Quebec History Marianopolis College


Date Published:

L’Encyclopédie de l’histoire du Québec / The Quebec History Encyclopedia

 

Habitations (Housing) of the Natives of Canada

 

 

[This text was originally published in 1907 by the Bureau of American Ethnology as part of its Handbook of American Indians North of Mexico . It was later reproduced, in 1913, by the Geographic Board of Canada. The work done by the American Bureau was monumental, well informed and incorporated the most advanced scholarship available at the time. In many respects, the information is still useful today, although prudence should be exercised and the reader should consult some of the contemporary texts on the history and the anthropology of the North-West Indians suggested in the bibliographic introduction to this section. The articles were not completely devoid of the paternalism and the prejudices prevalent at the time. While some of the terminology used would not pass the test of our "politically correct" era, most terms have been left unchanged by the editor. If a change in the original text has been effected it will be found between brackets [.] The original work contained long bibliographies that have not been reproduced for this web edition. For the full citation, see the end of the text.]

 

Habitations. The habitations of the Indians of Northern America may be classed as community houses (using the term "community" in the sense of comprising more than one family) and single, or family, dwellings. "The house architecture of the northern tribes is of little importance in itself considered; but as an outcome of their social condition and for comparison with that of the southern village Indians, is highly important." (Morgan). The typical community houses, as those of the Iroquois tribes, were 50 to 100 ft. long by 16 to 18 ft. wide, with frame of poles and with sides and triangular roof covered with bark, usually of the elm; the interior was divided into compartments and a smoke hole was left in the roof.

 

Other forms, some community and others not, are the following: Among the [Inuit], the karmak , or winter residence, for which a pit of the required diameter is dug 5 or 6 ft. deep, with a frame of wood or whalebone, constructed within 2 or 3 ft. above the surface of the ground and covered with a dome-shaped roof of poles or whale ribs, turfed and earthed over.

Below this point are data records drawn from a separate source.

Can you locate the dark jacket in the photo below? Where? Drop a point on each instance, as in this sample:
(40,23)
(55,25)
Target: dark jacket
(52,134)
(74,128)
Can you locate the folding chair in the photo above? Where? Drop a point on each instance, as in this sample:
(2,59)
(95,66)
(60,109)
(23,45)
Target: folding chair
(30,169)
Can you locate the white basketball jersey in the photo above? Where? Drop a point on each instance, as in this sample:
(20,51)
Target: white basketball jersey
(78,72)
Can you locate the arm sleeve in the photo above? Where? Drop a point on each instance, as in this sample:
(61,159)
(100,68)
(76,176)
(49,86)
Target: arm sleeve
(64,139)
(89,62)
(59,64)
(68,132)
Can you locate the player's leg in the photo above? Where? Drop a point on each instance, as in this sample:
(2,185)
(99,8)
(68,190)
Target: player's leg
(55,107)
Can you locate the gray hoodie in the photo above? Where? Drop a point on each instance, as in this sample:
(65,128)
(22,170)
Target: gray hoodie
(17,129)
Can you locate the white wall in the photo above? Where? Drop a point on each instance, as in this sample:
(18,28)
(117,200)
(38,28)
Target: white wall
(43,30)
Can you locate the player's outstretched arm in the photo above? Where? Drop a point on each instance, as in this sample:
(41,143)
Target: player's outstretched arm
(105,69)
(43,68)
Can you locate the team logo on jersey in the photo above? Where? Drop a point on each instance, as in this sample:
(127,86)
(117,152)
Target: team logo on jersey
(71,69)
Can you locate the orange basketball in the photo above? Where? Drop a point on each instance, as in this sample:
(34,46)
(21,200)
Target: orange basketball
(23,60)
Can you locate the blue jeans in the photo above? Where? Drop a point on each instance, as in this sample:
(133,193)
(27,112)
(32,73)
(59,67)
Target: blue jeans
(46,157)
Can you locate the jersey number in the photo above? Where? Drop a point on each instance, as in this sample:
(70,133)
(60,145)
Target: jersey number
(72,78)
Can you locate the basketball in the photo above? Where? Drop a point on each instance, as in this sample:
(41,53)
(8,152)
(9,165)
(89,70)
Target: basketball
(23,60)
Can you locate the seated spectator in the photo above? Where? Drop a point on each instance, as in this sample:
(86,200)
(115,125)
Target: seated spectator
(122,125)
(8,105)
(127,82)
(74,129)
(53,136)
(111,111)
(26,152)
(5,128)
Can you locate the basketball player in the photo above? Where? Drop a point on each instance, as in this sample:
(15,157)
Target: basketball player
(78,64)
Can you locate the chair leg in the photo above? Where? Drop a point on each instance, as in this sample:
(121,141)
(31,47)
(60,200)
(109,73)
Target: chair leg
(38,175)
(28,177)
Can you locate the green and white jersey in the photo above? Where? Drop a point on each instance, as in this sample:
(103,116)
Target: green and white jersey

Entrance is gained by an underground passageway. The temporary hunting lodge of the Labrador [Inuit] was sometimes constructed entirely of the ribs and vertebrae of the whale. Another form of [Inuit] dwelling is the hemispherical snow house, or iglu , built of blocks of snow laid in spiral courses. The Kaniagmiut build large permanent houses, called barabara by the Russians, which accommodate 3 or 4 families; these are constructed by digging a square pit 2 ft. deep, the sides of which are lined with planks that are carried to the required height above the surface and roofed with boards, poles or whale ribs, thickly covered with grass; in the roof is a smoke hole, and on the eastern side a door. The Tlingit, Haida, and some other tribes build substantial rectangular houses with sides and ends formed of planks and with the fronts elaborately carved and painted with symbolic figures. Directly in front of the house a totem pole is placed, and nearby a memorial pole is erected. These houses are sometimes 40 by 100 ft. in the Nootka and Salish region, and are occupied by a number of families. Formerly some of the Haida houses are said to have been built on platforms supported by posts; some of these seen by such early navigators as Vancouver were 25 or 30 ft. above ground, access being had by notched, logs serving-as-ladders.